Tot nu toe controleerden NVWA-dierenartsen in slachthuizen op letsel aan vleugels en lichaam, dat doorgaans ontstaat bij het vangen van de dieren. Volgens de rechter biedt deze methode echter onvoldoende zekerheid over het moment waarop het letsel is ontstaan, dit zou namelijk ook tijdens transport of in het slachthuis kunnen gebeuren. Daardoor is niet vast te stellen wie verantwoordelijk is voor het dierenleed.
NVWA onderzoekt alternatieven
De NVWA gaat de uitspraak grondig analyseren en kijkt naar nieuwe manieren om het moment van letsel objectief vast te stellen. “Feit blijft dat het letsel ergens tussen de mesterij en de slachtlijn ontstaat”, aldus Lisette de Ruigh, directeur Slachttoezicht bij de NVWA. “We houden ketenpartners daarvoor verantwoordelijk en zullen met hen in gesprek gaan. Tegelijkertijd blijven we het letsel in slachthuizen monitoren en heroverwegen we onze mogelijkheden voor handhaving.”

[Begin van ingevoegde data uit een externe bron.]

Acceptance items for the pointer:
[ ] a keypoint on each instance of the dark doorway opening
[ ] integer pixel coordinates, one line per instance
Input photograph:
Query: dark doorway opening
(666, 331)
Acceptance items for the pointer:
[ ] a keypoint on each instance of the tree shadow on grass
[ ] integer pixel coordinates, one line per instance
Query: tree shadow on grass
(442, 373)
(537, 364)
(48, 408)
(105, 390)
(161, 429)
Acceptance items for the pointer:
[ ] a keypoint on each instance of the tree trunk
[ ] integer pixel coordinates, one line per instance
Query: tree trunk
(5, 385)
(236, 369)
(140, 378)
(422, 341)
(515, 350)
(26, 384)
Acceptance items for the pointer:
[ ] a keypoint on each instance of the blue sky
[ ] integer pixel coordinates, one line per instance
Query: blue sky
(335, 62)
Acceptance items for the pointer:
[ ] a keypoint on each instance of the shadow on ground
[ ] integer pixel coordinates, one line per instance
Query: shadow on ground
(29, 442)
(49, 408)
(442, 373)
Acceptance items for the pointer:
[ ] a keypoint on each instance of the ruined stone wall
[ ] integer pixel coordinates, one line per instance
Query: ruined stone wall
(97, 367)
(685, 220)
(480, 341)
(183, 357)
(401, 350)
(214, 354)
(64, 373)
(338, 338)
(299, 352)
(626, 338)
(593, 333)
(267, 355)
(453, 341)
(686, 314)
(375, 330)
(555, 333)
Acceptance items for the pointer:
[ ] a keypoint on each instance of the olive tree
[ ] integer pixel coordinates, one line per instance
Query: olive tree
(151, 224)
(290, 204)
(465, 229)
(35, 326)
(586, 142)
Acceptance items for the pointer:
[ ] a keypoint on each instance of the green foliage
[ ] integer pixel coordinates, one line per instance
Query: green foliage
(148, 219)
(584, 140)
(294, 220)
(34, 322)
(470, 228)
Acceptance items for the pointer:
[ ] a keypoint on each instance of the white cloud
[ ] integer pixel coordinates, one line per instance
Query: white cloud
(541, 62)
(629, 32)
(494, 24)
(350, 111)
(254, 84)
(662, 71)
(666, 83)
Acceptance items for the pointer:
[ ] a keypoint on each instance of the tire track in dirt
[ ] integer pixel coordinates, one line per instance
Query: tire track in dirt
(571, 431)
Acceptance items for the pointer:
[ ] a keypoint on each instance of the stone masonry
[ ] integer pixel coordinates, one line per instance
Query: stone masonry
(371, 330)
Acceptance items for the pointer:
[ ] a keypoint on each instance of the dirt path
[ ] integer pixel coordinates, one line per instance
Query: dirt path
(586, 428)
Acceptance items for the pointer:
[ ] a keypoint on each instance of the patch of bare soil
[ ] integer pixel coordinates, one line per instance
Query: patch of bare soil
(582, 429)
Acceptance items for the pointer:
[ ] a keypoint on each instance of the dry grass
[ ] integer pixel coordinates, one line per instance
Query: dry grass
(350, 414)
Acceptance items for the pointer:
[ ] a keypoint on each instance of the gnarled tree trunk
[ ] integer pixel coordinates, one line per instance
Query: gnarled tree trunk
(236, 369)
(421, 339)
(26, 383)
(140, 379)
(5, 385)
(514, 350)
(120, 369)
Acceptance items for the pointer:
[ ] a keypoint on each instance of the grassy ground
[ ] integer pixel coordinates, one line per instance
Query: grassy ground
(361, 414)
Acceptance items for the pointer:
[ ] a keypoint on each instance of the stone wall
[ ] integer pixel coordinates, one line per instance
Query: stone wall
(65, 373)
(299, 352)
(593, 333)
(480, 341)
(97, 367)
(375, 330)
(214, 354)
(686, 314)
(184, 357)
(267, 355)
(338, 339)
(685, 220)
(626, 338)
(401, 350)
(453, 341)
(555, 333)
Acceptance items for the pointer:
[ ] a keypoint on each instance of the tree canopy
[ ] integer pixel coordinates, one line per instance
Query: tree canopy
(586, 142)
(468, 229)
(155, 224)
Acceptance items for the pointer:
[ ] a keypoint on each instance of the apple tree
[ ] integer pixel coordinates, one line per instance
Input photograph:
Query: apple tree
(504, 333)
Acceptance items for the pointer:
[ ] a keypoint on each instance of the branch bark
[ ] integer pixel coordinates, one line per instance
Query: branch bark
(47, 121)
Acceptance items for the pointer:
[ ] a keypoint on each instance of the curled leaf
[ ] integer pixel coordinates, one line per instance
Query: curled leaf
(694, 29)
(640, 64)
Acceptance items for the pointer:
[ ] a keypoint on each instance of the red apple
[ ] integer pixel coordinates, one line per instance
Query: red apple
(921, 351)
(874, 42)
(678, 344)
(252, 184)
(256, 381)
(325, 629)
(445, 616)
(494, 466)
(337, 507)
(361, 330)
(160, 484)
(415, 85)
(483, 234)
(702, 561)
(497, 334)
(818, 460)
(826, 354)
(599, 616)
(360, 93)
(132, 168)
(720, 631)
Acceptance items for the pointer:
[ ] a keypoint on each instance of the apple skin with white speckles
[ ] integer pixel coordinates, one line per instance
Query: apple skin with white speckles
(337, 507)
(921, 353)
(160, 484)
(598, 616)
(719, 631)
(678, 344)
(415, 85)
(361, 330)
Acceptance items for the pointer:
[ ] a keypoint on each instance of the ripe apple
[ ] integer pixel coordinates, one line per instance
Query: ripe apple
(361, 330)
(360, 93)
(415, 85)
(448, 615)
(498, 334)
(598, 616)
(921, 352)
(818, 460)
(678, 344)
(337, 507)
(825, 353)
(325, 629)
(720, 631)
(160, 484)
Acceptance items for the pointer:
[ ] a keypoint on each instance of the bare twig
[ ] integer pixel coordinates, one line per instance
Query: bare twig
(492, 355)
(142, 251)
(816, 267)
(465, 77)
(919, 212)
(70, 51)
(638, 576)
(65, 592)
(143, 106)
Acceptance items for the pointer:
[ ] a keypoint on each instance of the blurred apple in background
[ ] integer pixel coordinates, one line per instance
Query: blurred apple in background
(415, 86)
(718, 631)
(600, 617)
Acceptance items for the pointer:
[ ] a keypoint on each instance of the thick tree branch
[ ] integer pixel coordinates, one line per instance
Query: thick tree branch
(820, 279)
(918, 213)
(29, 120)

Door strikte controles en inzet van verschillende ketenpartners is het percentage pluimvee met vang sinds 2017 sterk gedaald: van 27 procent naar iets meer dan 2 procent Toch gaat het nog altijd om miljoenen dieren per jaar die letsel oplopen. “Dat is onacceptabel,” zegt De Ruigh. “We blijven ons inzetten voor verdere verbetering van het dierenwelzijn.”